I'm at the "Is this even possible stage?" of this idea/question.
Given a set of generators $\{a, b, c\}$, is there a non-Abelian algebra, such as quaternion multiplication, such that given a value $x$ that is the product of the generators, one can deduce something about the sequence of values that resulted in $x$?
There is an important constraint:
- $x$ is a prefix of a sequence that has a recursive grammar, using a quasi-regular expression syntax: $L = a(L|\epsilon)b(L|\epsilon)c$.
E.g. a full sequence is $a \cdot b \cdot a \cdot b \cdot c \cdot c$, and I'm interested in the prefix $a \cdot b \cdot a \cdot b \cdot c = x$.
I know what $x$ is. What I want to know from $x$ is whether it resulted from that sequence, or from say, $a \cdot a \cdot b \cdot c$.
Or to put it more specifically, can I deduce from $x$ and the knowledge of the structure/grammar of the equation, what the next value must be after any given $c$? Is it an $a$ or a $b$ next? It is determined by the grammar, right? I.e., if you had the prefix, you could tell what comes after every $c$. Can the prefix be 'encoded' into $x$?
I did some experimentation with quaternions letting $a = (1, 1, 0, 0), b = (1, 0, 1, 0), c = (1, 0, 0, 1)$, and hit a failure with two prefixes of different sequences. That is:
$ a \cdot b \cdot a \cdot b \cdot a \cdot b \cdot c = a \cdot a \cdot b \cdot a \cdot a \cdot b \cdot c = (-8, 0, 0, -8)$
but the left-hand prefix is followed by a $c$ whereas the right-hand prefix is followed by a $b$.

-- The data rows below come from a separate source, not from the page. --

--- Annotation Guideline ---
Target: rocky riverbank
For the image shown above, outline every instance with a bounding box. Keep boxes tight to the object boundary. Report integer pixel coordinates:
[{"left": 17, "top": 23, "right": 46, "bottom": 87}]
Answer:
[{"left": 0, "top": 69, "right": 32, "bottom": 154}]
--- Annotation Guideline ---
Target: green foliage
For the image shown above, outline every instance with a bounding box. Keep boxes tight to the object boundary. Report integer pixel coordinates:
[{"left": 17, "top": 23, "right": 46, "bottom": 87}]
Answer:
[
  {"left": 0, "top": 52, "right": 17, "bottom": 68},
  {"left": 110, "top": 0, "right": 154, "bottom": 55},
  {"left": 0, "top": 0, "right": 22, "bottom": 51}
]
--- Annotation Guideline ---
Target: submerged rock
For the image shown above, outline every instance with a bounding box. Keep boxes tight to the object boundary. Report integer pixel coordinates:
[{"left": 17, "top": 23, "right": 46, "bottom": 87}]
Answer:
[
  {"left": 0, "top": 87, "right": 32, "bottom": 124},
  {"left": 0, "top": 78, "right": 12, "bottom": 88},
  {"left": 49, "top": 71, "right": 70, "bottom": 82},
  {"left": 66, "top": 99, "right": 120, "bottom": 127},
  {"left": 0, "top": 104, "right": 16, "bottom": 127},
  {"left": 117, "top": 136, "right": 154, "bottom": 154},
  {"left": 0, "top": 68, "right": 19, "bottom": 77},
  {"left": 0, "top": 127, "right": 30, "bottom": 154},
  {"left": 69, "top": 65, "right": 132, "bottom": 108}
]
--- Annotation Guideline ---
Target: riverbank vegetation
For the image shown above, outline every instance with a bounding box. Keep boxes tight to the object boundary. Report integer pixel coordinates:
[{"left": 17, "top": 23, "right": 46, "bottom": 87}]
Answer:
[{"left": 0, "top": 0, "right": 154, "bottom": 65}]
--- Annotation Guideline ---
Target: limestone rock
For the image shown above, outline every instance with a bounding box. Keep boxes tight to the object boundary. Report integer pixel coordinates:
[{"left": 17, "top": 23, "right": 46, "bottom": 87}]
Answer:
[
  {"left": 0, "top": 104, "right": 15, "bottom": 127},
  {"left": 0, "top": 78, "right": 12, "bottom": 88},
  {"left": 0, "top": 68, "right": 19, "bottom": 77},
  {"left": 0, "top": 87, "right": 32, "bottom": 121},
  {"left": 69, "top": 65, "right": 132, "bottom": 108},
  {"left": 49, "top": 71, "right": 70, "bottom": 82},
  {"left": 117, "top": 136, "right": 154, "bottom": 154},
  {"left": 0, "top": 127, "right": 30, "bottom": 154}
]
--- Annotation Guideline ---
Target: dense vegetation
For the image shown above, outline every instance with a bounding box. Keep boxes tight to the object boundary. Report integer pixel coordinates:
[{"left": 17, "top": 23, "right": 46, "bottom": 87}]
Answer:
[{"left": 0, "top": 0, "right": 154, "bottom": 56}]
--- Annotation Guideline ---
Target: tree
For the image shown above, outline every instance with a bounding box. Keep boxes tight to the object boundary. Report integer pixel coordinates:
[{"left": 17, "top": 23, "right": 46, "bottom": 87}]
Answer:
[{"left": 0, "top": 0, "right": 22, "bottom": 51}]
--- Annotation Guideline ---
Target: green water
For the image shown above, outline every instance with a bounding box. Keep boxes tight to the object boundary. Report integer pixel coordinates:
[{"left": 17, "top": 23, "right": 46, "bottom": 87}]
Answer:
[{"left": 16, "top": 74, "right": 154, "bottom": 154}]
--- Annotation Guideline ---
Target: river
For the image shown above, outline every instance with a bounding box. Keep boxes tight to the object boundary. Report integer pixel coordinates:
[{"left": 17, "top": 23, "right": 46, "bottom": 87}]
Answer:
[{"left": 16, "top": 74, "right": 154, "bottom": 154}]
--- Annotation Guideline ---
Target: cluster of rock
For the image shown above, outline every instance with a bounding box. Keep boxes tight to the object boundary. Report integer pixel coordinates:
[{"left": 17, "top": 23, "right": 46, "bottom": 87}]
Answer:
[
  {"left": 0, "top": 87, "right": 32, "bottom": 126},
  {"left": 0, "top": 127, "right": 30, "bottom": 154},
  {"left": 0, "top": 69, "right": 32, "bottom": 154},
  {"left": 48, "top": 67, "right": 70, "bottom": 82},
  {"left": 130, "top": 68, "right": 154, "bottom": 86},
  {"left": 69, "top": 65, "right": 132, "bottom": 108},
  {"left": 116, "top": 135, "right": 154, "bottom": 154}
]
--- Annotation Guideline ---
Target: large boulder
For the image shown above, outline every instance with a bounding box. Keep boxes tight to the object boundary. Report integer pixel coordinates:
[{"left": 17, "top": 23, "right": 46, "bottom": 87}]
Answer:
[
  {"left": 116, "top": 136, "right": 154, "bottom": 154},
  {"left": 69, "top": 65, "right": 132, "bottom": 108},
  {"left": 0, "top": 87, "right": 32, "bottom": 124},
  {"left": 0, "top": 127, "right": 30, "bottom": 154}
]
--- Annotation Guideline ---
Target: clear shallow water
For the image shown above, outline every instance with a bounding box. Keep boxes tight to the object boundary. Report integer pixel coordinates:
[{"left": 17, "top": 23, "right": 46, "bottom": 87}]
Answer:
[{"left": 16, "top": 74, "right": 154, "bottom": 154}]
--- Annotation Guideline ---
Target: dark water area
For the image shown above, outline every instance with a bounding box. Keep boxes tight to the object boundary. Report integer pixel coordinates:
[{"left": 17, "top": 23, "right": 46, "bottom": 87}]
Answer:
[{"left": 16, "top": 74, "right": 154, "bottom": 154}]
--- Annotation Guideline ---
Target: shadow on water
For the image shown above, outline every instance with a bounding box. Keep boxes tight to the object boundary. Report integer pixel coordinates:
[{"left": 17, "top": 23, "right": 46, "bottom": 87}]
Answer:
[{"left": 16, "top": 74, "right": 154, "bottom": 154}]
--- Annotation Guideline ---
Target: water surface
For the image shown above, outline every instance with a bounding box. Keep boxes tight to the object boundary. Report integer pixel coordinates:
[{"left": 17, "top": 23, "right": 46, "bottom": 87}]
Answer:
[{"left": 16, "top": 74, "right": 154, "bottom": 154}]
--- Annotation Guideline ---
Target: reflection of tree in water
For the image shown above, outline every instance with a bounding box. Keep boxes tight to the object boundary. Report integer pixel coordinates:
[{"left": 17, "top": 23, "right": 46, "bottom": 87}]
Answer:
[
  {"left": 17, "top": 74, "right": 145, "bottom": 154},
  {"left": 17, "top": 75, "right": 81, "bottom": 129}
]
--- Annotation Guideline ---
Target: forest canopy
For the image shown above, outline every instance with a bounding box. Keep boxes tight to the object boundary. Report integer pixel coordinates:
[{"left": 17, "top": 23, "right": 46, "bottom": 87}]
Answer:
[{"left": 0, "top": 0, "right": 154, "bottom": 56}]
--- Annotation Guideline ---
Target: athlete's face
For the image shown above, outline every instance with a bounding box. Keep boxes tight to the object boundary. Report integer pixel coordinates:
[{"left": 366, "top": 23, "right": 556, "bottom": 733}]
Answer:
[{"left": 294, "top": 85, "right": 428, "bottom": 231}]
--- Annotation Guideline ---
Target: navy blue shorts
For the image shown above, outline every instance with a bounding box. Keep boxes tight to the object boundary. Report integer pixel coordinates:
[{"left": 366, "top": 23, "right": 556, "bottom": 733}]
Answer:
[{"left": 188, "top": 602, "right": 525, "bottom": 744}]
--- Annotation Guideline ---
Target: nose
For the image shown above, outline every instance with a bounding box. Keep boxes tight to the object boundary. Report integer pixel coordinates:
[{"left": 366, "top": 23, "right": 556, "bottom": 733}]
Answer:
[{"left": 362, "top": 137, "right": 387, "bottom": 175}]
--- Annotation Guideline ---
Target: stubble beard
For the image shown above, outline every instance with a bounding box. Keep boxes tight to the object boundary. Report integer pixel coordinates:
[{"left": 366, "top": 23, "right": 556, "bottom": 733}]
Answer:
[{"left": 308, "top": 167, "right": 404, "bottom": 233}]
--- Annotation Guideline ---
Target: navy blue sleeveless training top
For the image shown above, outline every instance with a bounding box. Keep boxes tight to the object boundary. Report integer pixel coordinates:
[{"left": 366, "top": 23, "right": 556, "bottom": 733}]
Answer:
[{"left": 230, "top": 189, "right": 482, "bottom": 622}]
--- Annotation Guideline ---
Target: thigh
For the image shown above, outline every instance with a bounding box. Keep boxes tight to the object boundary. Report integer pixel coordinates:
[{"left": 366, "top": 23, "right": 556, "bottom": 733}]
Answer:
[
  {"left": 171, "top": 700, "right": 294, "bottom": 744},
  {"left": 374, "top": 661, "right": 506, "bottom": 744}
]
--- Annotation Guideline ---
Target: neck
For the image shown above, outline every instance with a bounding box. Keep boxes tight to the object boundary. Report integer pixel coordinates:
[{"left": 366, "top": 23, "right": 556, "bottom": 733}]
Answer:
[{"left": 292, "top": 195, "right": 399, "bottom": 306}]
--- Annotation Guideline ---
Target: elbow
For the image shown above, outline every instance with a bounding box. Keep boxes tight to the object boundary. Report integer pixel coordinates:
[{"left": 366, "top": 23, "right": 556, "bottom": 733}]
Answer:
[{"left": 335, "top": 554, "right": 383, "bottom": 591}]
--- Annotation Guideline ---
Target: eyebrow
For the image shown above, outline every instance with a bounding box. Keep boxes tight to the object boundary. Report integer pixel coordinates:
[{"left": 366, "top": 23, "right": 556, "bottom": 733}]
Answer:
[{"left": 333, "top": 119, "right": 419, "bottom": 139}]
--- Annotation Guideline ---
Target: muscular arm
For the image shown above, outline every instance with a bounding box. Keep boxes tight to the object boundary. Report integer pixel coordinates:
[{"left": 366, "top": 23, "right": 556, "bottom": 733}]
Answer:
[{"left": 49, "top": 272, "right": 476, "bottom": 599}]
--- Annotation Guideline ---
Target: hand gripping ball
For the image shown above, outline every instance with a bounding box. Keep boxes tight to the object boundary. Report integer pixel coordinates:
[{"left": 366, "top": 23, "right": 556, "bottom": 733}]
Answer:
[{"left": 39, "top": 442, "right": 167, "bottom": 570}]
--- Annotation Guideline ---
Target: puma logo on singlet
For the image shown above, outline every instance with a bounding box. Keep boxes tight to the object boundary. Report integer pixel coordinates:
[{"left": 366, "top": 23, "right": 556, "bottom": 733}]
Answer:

I was disappointed. So I tried letting $b = (-1, 0, 1, 0)$ and then each prefix evaluated to a different number. OK, that's nice, but now I need someone who really understands this stuff theoretically to tell me whether this is a fool's errand and it's not possible to encode an arbitrary amount of structure into a single number no matter how many dimensions it has, or tell me that it is possible and preferably how.
Any suggestions for improving this question (including the title) are welcome. Thank you for reading my amateur question!
PS. Even though this is probably the undecidable word problem, how much information can be extracted from such a value $x$? Presumably one can deduce the powers that the generators were raised to by simply dividing $x$ by a generator if the generators are prime, but is there anything else?